Lobbyists want to see urgent regulation
The representatives of the lobbying sector in Spain want the law regulating their activity to be processed through the urgency procedure. This is what the Association of Institutional Relations Professionals (APRI) has requested in its observations on the Draft Bill on Transparency and Integrity of Interest Groups. They state that the Government’s efforts to regulate the activity will be of no use if it does not act quickly enough for it to be approved by the Spanish Parliament before the end of the legislature.
Moreover, lobby professionals in Spain, in the light of what happened in the European Parliament with the Qatargate case, insist on the importance of regulating the activity not only in time, but also in an appropriate manner.
In this regard, they are concerned about the exclusions in the registration requirement for certain interest groups.
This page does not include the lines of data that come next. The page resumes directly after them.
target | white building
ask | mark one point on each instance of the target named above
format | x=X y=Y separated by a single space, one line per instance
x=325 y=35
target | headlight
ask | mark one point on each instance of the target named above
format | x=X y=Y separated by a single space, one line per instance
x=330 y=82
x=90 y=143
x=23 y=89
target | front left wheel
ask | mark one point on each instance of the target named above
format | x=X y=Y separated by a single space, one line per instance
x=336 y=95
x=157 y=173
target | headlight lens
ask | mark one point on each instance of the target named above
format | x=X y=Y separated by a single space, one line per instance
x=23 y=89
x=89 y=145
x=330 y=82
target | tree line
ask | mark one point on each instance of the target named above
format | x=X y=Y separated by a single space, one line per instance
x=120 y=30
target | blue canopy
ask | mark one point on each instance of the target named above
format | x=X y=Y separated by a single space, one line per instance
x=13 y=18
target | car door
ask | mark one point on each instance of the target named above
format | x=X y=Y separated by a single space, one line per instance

For APRI, the basic principle of any lobbying regulation is that “a lobbyist is a lobbyist who lobbies”. They consider that any agent that carries out lobbying activities on its own behalf, through intermediaries or on behalf of third parties should be considered a lobbyist and be subject to the same rights and obligations of the regulation, whether they are employers’ associations, trade unions, business associations or professional associations.
APRI considers that their inclusion does not limit their rights, but rather is an instrument that adds transparency and standards of conduct to their lobbying activities. In fact, many of these organisations have already been registered for some time in many of the existing registers of transparency or interest groups in the EU, as well as in the Autonomous Communities or public bodies such as the CNMC. In the words of APRI’s secretary, Esteban Egea, “excluding a type of interest group from the register when this group carries out activities of influence only means that these activities are carried out in opacity and without having to respond to the ethical commitment established by law”.
Another concern expressed by APRI regarding the Draft Bill is the lack of equal rights and obligations for lobbyists and public servants. They claim that the current wording does not balance the responsibilities of lobbyists and public employees subject to influence, and demand that, just as obligations are established for lobbyists, the legal obligations of public employees should also be established, for example, in relation to the transparency of their own agendas and the registration of their contacts with lobbyists. Dolores González Pastor, member of APRI’s Regulatory Committee, stresses that “ethical obligations have to be balanced and applied by both parties within the scope of their responsibility, both by the lobbyist or interest group and by the public official subject to influence”.
APRI is concerned about the exclusions in the registration requirements for certain interest groups and the lack of equal rights and obligations for lobbyists and public servants.
In addition to this, APRI requires that the future regulation should stipulate that the Register must be attached to a body that is functionally and organically independent, with its own sanctioning power, in order to provide it with sufficient credibility from a functional and administrative point of view, so that under no circumstances can the supervisory body be understood to be acting as both judge and party, resolving infringements and sanctions of the same Executive. The need for this independent supervision has been clearly highlighted in Qatargate and is now one of the priorities for improvement proposed at the highest levels of the Union.
Thus, the professional association calls for the regulation to develop a balanced sanctioning regime for both parties, since without an adequate framework for defining infringements and sanctions, the obligations imposed on both lobbyists and public personnel will not be fulfilled and the law will fall short of its intended objectives.